Dann stehen wir am Reisebus und winken unseren Kindern zu. Eins weint; zum Glück keins von unseren, sondern das von den Szene-Wirten, die ihrem Kind, obwohl ihnen gar nicht danach ist, entschlossen entgegenstrahlen: Durch die begeistert gefletschten Zähne zischt der Szene-Wirt, dass der blöde Bus jetzt bitte bitte bitte endlich fahren soll, er hälts nicht mehr aus, gleich heult er auch. Eins der Mimis winkt nicht einmal zurück; keine Zeit, aber wie der Bus endlich startet, bin ich trotzdem froh, weil lange hätte ich mein Grinsen auch nicht mehr derhalten.

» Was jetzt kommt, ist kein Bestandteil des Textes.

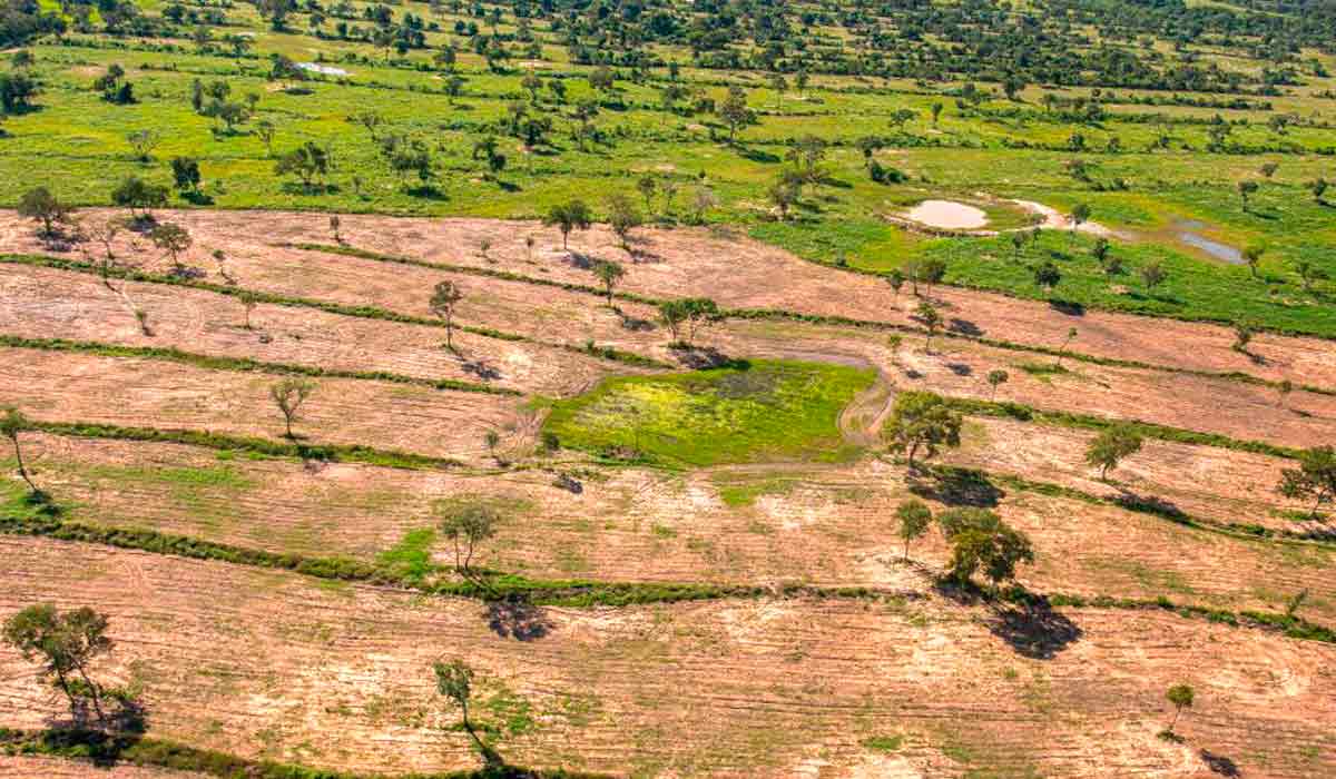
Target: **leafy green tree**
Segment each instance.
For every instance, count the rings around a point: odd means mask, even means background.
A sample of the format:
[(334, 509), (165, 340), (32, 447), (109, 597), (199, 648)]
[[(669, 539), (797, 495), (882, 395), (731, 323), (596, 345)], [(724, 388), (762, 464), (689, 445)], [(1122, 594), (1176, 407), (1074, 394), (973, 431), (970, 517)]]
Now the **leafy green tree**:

In dem Moment kommt auch der Kabarettist unter Gekeuche um die Ecke gerannt und kann seinem Kind, das von dessen Mutter geliefert worden war, gerade noch zuwinken. Wir applaudieren herzlich: schöne Vorstellung, Herr Künstler, Gott zum Gruße! Der Kabarettist kommt akut von irgendwo am Land, er hat einen Rucksack mit Gehstöcken dabei, sieht aber das Gegenteil von erholt aus und formuliert im Kaffeehaus entschiedene Einwände, als der Ober findet, die Bestellung werde erst aufgenommen, wenn alle parat seien. Nix da, gleich Kaffee. Dann geraten der Horwath und der Lange aneinander: kriegt man jetzt, wo der Photovoltaik-Klimafonds leer ist, noch eine Förderung für eine Strom- oder Warmwassersolaranlage? NEIN, ruft der Horwath, JA! ruft der Lange!, und wieder einmal fallen die Worte Dummkopf, Dodel und Depp. Muss man aber nicht so ernst nehmen. Ihr seid jetzt Nachbarn, da im Waldviertel, oder?, grinst die Szene-Wirtin, und der Horwath brummt, dass, na, zum Glück noch ein alter Bauer seinen Hof dazwischen habe, der sei nämlich geistig weit flexibler als dieser Sturschädel da. Wer redet, sagt der Lange.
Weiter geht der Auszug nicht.